The ancient Thai art of carving fruit and vegetables is formally known as Kae Sa Luk in Thailand. Kae Sa Luk turns fruits like pumpkins, potatoes, carrots, melons, papayas, and watermelons into stunning works of art that amaze everyone and draw crowds. This very different art-form has been around for a very long time, and it is popular in Thailand’s restaurants and is only now becoming known by the rest of the world.

Kae Sa Luk originated in Sukhothai in central Thailand as far back as the 13th century. The idea was a young concubine’s who lived in the Emperor’s palace. Wanting to stand out from the other concubines by doing something that was different to decorate her lantern for a festival, she delicately carved fruit and vegetables into stunning works of art, into small and large flowers with leaves to adorn her lantern. The Emperor was very impressed with this wonderful display, and admired the glorious artwork, saying that this art should be shared with all the people in the land.

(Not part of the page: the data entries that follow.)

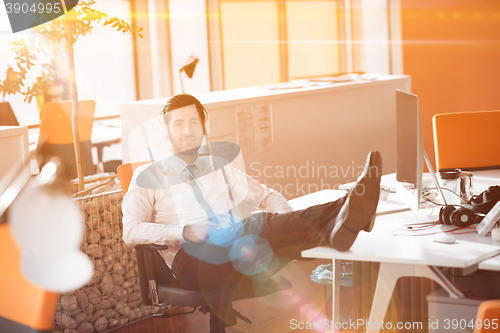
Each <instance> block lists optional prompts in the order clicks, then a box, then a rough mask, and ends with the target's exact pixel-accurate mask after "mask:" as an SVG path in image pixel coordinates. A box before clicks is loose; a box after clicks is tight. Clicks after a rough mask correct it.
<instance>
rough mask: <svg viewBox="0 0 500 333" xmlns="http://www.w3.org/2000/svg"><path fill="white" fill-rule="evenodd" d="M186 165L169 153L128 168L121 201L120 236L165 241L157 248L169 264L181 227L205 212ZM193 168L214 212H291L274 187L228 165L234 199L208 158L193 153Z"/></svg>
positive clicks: (148, 241) (179, 247)
mask: <svg viewBox="0 0 500 333" xmlns="http://www.w3.org/2000/svg"><path fill="white" fill-rule="evenodd" d="M214 159H215V164H216V165H217V166H220V165H224V164H226V163H227V162H225V161H224V160H222V159H220V158H217V157H214ZM222 163H223V164H222ZM187 165H188V164H187V163H186V162H185V161H184V160H182V159H180V158H179V157H177V156H176V155H173V154H171V155H169V156H168V157H166V158H165V159H163V160H159V161H155V162H154V163H151V164H149V165H143V166H140V167H139V168H137V169H136V170H135V172H134V175H133V177H132V180H131V182H130V186H129V189H128V192H127V193H126V194H125V197H124V198H123V203H122V210H123V241H124V242H125V243H126V244H129V245H138V244H150V243H153V244H161V245H168V246H169V248H168V249H167V250H165V251H160V253H161V254H162V256H163V258H164V259H165V261H166V262H167V264H168V265H169V267H172V261H173V259H174V257H175V254H176V253H177V252H178V251H179V249H180V246H181V243H183V242H185V240H184V238H183V236H182V231H183V228H184V226H185V225H188V224H193V223H198V222H202V221H207V220H208V216H207V213H206V212H205V210H204V209H203V208H202V207H201V206H200V204H199V203H198V201H197V199H196V197H195V194H194V192H193V188H192V186H191V183H190V178H189V171H188V170H187V169H186V166H187ZM194 170H195V174H194V176H195V177H196V183H197V184H198V186H199V187H200V188H201V192H202V194H203V197H204V199H205V201H206V202H207V203H208V204H209V205H210V207H211V208H212V210H213V211H214V213H215V214H216V215H218V214H227V212H228V211H229V209H230V208H234V206H235V205H238V204H240V203H245V204H247V205H250V206H251V207H254V208H258V209H261V210H263V211H267V212H271V213H285V212H290V211H292V208H291V207H290V205H289V204H288V202H287V201H286V199H285V198H284V197H283V196H282V195H281V194H280V193H279V192H276V191H274V190H272V189H269V188H267V187H266V186H264V185H262V184H260V183H259V182H257V181H256V180H254V179H253V178H251V177H250V176H248V175H247V174H245V173H243V172H241V171H240V170H237V169H235V168H234V167H232V166H231V165H229V164H228V165H226V166H225V167H224V170H225V171H226V175H227V178H228V183H229V184H230V187H231V193H232V196H233V200H234V203H231V200H230V199H229V198H230V197H229V191H228V183H226V182H225V180H224V176H223V173H222V170H221V169H220V168H219V169H218V170H216V171H215V172H213V171H212V165H211V160H210V157H208V156H201V157H198V158H197V159H196V161H195V162H194ZM231 212H232V214H233V216H234V222H235V223H238V222H240V221H241V220H242V219H244V218H246V217H247V216H241V213H240V211H239V210H238V209H237V208H236V209H231Z"/></svg>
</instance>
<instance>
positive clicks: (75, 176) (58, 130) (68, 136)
mask: <svg viewBox="0 0 500 333" xmlns="http://www.w3.org/2000/svg"><path fill="white" fill-rule="evenodd" d="M95 106H96V103H95V101H79V102H78V131H79V135H80V147H81V152H82V162H83V175H84V176H88V175H93V174H94V173H95V170H96V169H95V166H94V162H93V159H92V143H91V142H90V136H91V135H92V126H93V124H94V112H95ZM71 114H72V104H71V101H59V102H47V103H45V104H44V106H43V110H42V121H41V123H40V138H41V137H43V136H44V135H45V136H46V138H47V141H46V143H45V144H44V145H43V147H42V148H41V150H40V151H41V153H42V154H43V155H44V157H45V156H47V158H48V159H50V156H54V155H56V156H58V157H59V158H60V159H61V160H62V162H63V163H64V165H65V166H66V168H67V170H65V174H66V175H67V176H68V177H69V178H70V179H73V178H76V177H78V174H77V169H76V158H75V148H74V145H73V127H72V120H71ZM38 144H40V140H39V141H38ZM45 162H46V160H45V158H44V161H42V165H40V168H41V167H42V166H43V165H44V164H45Z"/></svg>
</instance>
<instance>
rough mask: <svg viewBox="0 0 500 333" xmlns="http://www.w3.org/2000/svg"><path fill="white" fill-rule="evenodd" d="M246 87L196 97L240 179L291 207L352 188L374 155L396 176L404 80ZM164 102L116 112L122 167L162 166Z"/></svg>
mask: <svg viewBox="0 0 500 333" xmlns="http://www.w3.org/2000/svg"><path fill="white" fill-rule="evenodd" d="M297 86H300V85H295V86H294V88H290V85H286V84H285V85H283V86H281V85H274V86H272V87H249V88H242V89H234V90H226V91H214V92H209V93H200V94H195V97H197V98H198V99H199V100H200V101H201V102H202V103H203V104H204V105H205V106H206V107H207V109H208V111H209V113H210V119H211V135H210V136H211V141H226V142H233V143H236V144H238V145H239V146H240V147H241V151H242V155H243V159H244V171H245V172H246V173H247V174H249V175H250V176H252V177H253V178H255V179H257V180H259V181H260V182H262V183H264V184H266V185H267V186H269V187H272V188H274V189H275V190H278V191H279V192H281V193H282V194H283V195H284V196H285V197H286V198H287V199H292V198H295V197H299V196H302V195H305V194H307V193H311V192H316V191H318V190H321V189H332V188H336V187H337V186H338V185H339V184H343V183H345V182H348V181H354V180H356V178H357V176H358V174H359V173H360V172H361V171H362V169H363V166H364V164H365V161H366V155H367V153H368V152H369V151H371V150H374V149H376V150H379V151H380V152H381V154H382V158H383V164H384V167H383V173H390V172H395V171H396V154H395V150H396V141H395V140H396V89H401V90H404V91H411V80H410V77H408V76H403V75H401V76H396V75H395V76H380V77H379V78H377V79H376V80H370V81H369V80H360V81H352V82H344V83H329V82H326V83H324V82H323V83H320V84H318V85H316V86H311V85H306V84H304V85H303V87H302V88H297ZM166 101H167V98H165V99H155V100H148V101H138V102H134V103H129V104H124V105H121V106H120V118H121V121H122V134H123V135H122V148H123V163H130V162H140V161H148V160H150V159H159V158H162V157H164V156H165V155H166V153H167V151H168V148H167V145H166V144H165V143H164V142H162V140H161V139H160V137H159V134H158V115H159V114H160V112H161V111H162V109H163V107H164V105H165V103H166Z"/></svg>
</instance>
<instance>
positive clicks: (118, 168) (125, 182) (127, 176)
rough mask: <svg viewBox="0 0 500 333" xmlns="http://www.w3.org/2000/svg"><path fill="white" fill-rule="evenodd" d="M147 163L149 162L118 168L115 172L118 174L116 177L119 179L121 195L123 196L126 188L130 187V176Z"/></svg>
mask: <svg viewBox="0 0 500 333" xmlns="http://www.w3.org/2000/svg"><path fill="white" fill-rule="evenodd" d="M148 163H151V162H135V163H126V164H122V165H120V166H118V168H117V169H116V171H117V172H118V177H119V178H120V184H121V185H122V192H123V195H125V193H127V191H128V187H129V185H130V181H131V180H132V175H133V174H134V171H135V169H137V168H138V167H140V166H141V165H144V164H148Z"/></svg>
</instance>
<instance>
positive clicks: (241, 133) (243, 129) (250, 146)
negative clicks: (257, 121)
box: [236, 106, 255, 156]
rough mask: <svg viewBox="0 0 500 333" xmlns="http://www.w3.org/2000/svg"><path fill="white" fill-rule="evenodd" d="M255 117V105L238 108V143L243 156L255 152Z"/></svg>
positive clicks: (236, 123) (236, 112)
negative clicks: (253, 108)
mask: <svg viewBox="0 0 500 333" xmlns="http://www.w3.org/2000/svg"><path fill="white" fill-rule="evenodd" d="M254 124H255V119H254V110H253V106H240V107H237V108H236V133H237V135H236V136H237V141H236V142H237V143H238V145H239V146H240V149H241V152H242V154H243V156H248V155H253V154H254V153H255V125H254Z"/></svg>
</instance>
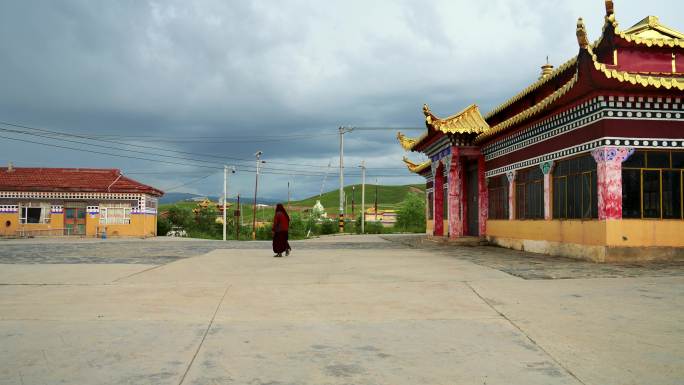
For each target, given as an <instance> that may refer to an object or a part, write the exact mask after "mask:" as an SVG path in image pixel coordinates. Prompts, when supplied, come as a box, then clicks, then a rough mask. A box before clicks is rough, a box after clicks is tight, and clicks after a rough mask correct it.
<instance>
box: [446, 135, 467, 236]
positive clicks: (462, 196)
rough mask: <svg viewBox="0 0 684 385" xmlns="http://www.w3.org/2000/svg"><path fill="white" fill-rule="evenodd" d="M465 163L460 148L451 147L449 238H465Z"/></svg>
mask: <svg viewBox="0 0 684 385" xmlns="http://www.w3.org/2000/svg"><path fill="white" fill-rule="evenodd" d="M463 175H464V174H463V162H462V161H461V151H460V149H459V148H458V147H451V165H450V166H449V202H448V203H449V238H452V239H453V238H458V237H460V236H463V220H462V213H461V200H462V199H463V197H464V196H465V194H464V191H465V190H463Z"/></svg>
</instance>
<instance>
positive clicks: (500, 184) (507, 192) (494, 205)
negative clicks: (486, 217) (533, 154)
mask: <svg viewBox="0 0 684 385" xmlns="http://www.w3.org/2000/svg"><path fill="white" fill-rule="evenodd" d="M487 189H488V190H489V219H508V178H506V175H505V174H504V175H499V176H495V177H493V178H489V183H488V184H487Z"/></svg>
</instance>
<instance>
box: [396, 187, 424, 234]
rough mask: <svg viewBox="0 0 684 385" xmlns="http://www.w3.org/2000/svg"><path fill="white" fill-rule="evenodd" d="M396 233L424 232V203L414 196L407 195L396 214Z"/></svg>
mask: <svg viewBox="0 0 684 385" xmlns="http://www.w3.org/2000/svg"><path fill="white" fill-rule="evenodd" d="M395 229H396V230H398V231H406V232H415V233H424V232H425V201H424V200H423V199H422V198H421V197H419V196H418V195H416V194H408V195H407V196H406V199H404V201H403V202H402V203H401V205H400V206H399V211H398V212H397V223H396V224H395Z"/></svg>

The people of Thailand soon started carving, and today both locals and tourist are entranced by this beautiful and decorative art form. Intense work goes into making this finely detailed art form, from tomatoes and carrots into roses to pumpkins that become animals. Melons transform into swans and other birds, and watermelons turn into flowers and baskets that hold watermelon balls and the flowers.

A very fine set of special carving knives with precise blades are made only by Thai craftsmen and are used for this intricate carving work. Today there is an institute in Bangkok for teaching food stylists the art of Kae Sa Luk. The results of this craft can be seen in wedding centerpieces, on display at banquets, decorating for festival days, and at many restaurants in Thailand. This is popular with tourists to Thailand, who go to see these works of art that are part of Thai culture.

The Thai people are a gentle mainly Buddhist nation, and love nature, and basically anything found in nature can be carved from fruit and vegetables, trees, whole landscapes, and so realistically carved, one needs to look twice, unbelievably realistic, true to life. There is an amazing orangutan carved from a large pumpkin, and if you did not know it was a vegetable, you would think it was carved from either wood or sculpted in stone. Truly amazing.

The beauty of this art is often best appreciated in person, according the various global reviews. Thai restaurants proudly put these on display to be admired by tourists. The art of Kae Sa Luk is now also offered as an extra-curricular subject in Thailand’s schools.